SAINT-JUST propose un droit d’accueil ou de séjour qui est un contrat de caractère réciproque établissant les mêmes droits aux Français établis à l’étranger et aux étrangers établis en France. Ce contrat crée un statut d’étranger établi dont l’exercice du droit de propriété est limité par l’autorisation de posséder des biens soit par héritage, soit par achat, mais avec l’interdiction de vendre : « Le Français établi en pays étrangers, l’étranger établi en France, peuvent hériter et acquérir ; mais ils ne peuvent aliéner. » Ce qui est visé est le commerce de domination : il s’agit d’empêcher les pratiques des négociants qui établissaient des membres de leur famille dans tous les lieux nécessaires à leur négoce qui structurait les politiques de conquête européennes. La République française annonce ainsi sa volonté de contrôler le négoce et, en l’interdisant aux Français établis à l’étranger, jette les bases d’accords réciproques avec d’autres États. En proposant un droit d’asile aux amis de la liberté et aux vertus malheureuses, un droit de visite aux étrangers et une limitation de l’exercice du droit de propriété dans le but d’établir des rapports commerciaux contrôlés en vue de la paix, SAINT-JUST contribuait à définir un droit d’hospitalité sans le confondre avec une hostilité dangereuse sous couvert de pratiques commerciales dont on connaissait bien, à l’époque, les effets destructeurs de la liberté des peuples. Cette comparaison avec le projet de SAINT-JUST permet d’avancer dans la compréhension du droit cosmopolitique défini par KANT comme restreint aux conditions de l’hospitalité universelle, en vertu du droit de commune possession de la surface de la terre qui n’est pas confondu avec une appropriation du sol. Les trois niveaux juridiques définis plus haut – droit civil, droit des gens, droit cosmopolitique – sont essentiellement nécessaires pour que la paix perpétuelle puisse se matérialiser. Le premier acte de la construction de la paix perpétuelle passe par la constitution d’un noyau d’États républicains ayant renoncé à la guerre de conquête et à la politique de puissance.

L’allusion à la France est nette : « La possibilité de réaliser cette idée d’une fédération, qui doit s’étendre insensiblement à tous les États et les conduire ainsi à la paix perpétuelle peut être démontrée.

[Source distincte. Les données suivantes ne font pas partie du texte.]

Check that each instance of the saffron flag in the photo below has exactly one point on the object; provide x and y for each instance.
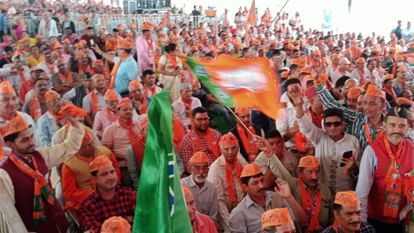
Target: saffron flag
(160, 204)
(251, 17)
(238, 82)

Car, si le bonheur voulait qu’un peuple puissant et éclairé se constituât en République (gouvernement qui, par sa nature, incline à la paix perpétuelle), il y aurait dès lors un centre pour cette alliance fédérative ; d’autres États pourraient s’y joindre, afin d’assurer leur liberté, conformément à l’idée du droit des gens. » [42] Enfin, la publicité est la condition indispensable de la justice entre les hommes, car « toutes les actions relatives au droit d’autrui, dont la maxime n’est pas susceptible de publicité, sont injustes » [43]. À tous ceux qui opposent la morale et la politique, et qui voudraient limiter leurs devoirs d’humanité à une « simple bienveillance » sans contenu juridique, KANT répond que la « simple bienveillance » ne peut fonder le droit. Ainsi, KANT reprend et dépasse le débat philosophique des Lumières sur les relations entre les peuples. Le nouveau concept de droit cosmopolitique complète le droit civil et le droit des gens. Il fournit une réponse théorique achevée à l’interrogation iréniste [44] de l’époque moderne.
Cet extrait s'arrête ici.